What did you do?
I changed this:
bitplane_memory_data_to_pixel_colour get_pixel_colour_1 (
.ram_data_rdy ( rd_data_rdy_a ), // use immediate values when HIGH, latched values when LOW
.latched_word ( rd_data_cache[15:0] ), // 16-bit word from the catch
.latched_colour ( rd_cache_col[7:0] ), // 8-bit cached colour value
.latched_bpp ( rd_cache_bpp[3:0] ), // cached bits-per-pixel value
.latched_target ( rd_cache_bit[3:0] ), // cached target word/byte/nybble/crumb/bit
.immediate_word ( rd_data_in[15:0] ), // 16-bit word from GPU RAM
.immediate_colour ( colour[7:0] ), // current colour value
.immediate_bpp ( bpp[3:0] ), // current bits-per-pixel value
.immediate_target ( target[3:0] ), // current target word/byte/nybble/crumb/bit
.pixel_colour ( PX_COPY_COLOUR ) // current pixel colour value from above parameters
);
... to this:
bitplane_memory_data_to_pixel_colour get_pixel_colour_1 (
.ram_data_rdy ( rd_data_rdy_a ), // use immediate values when HIGH, latched values when LOW
.latched_word ( rd_data_cache[15:0] ), // 16-bit word from the catch
.latched_colour ( rd_cache_col[7:0] ), // 8-bit cached colour value
.latched_bpp ( rd_cache_bpp[3:0] ), // cached bits-per-pixel value
.latched_target ( rd_cache_bit[3:0] ), // cached target word/byte/nybble/crumb/bit
.immediate_word ( rd_data_in[15:0] ), // 16-bit word from GPU RAM
.immediate_colour ( rd_cache_col[7:0] ), // current colour value
.immediate_bpp ( rd_cache_bpp[3:0] ), // current bits-per-pixel value
.immediate_target ( rd_cache_bit[3:0] ), // current target word/byte/nybble/crumb/bit
.pixel_colour ( PX_COPY_COLOUR ) // current pixel colour value from above parameters
);
... for the reasons outlined in my post. I haven't had a lot of time this weekend to spend on this and I feel like I've been fumbling for solutions and going round in circles, wasting time.

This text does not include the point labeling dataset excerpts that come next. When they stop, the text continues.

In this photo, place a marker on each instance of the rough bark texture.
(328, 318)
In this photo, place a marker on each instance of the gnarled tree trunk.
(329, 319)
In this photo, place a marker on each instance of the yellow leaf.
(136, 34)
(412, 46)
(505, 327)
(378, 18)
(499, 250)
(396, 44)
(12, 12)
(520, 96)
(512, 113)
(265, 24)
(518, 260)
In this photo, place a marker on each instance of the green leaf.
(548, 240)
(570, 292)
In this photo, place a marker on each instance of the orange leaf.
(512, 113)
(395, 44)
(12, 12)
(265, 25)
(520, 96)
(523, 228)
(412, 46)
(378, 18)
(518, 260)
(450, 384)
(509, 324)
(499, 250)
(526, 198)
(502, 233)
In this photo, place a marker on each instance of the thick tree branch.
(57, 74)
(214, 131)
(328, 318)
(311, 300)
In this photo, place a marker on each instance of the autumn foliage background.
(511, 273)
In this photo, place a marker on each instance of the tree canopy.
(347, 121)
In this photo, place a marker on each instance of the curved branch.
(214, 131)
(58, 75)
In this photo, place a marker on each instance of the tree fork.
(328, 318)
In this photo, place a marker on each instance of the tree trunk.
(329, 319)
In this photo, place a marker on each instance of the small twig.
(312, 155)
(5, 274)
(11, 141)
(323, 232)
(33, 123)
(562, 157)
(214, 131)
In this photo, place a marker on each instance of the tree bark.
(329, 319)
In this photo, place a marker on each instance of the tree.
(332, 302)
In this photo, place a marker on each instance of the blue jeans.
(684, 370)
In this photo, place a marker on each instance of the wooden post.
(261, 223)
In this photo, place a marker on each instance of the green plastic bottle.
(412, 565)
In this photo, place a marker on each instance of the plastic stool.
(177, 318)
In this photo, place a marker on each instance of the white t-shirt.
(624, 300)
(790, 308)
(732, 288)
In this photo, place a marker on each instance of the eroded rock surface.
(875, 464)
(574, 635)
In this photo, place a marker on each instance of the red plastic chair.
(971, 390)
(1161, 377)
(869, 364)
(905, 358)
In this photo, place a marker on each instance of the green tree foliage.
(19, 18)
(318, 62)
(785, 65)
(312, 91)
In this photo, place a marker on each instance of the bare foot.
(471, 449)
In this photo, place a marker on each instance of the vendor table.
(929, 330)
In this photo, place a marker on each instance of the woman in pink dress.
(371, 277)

Your simulation is still wrong.
It doesn't look anything like mine.
Yep, I realise that now that I've compared the two. Back when I ran the simulation earlier today I saw the delay had gone and thought, "Eureka!" Clearly it was premature and I should have waited to check the results in more detail, but I didn't have time.
Why did you change these? These were correct originally:
.latched_word ( rd_data_cache[15:0] ), // 16-bit word from the catch
.latched_colour ( rd_cache_col[7:0] ), // 8-bit cached colour value
.latched_bpp ( rd_cache_bpp[3:0] ), // cached bits-per-pixel value
.latched_target ( rd_cache_bit[3:0] ), // cached target word/byte/nybble/crumb/bit
.immediate_word ( rd_data_in[15:0] ), // 16-bit word from GPU RAM
.immediate_colour ( rd_cache_col[7:0] ), // current colour value
.immediate_bpp ( rd_cache_bpp[3:0] ), // current bits-per-pixel value
.immediate_target ( rd_cache_bit[3:0] ), // current target word/byte/nybble/crumb/bit
You just made things 10x worse for you.
I think I explained "why" pretty well in my previous post?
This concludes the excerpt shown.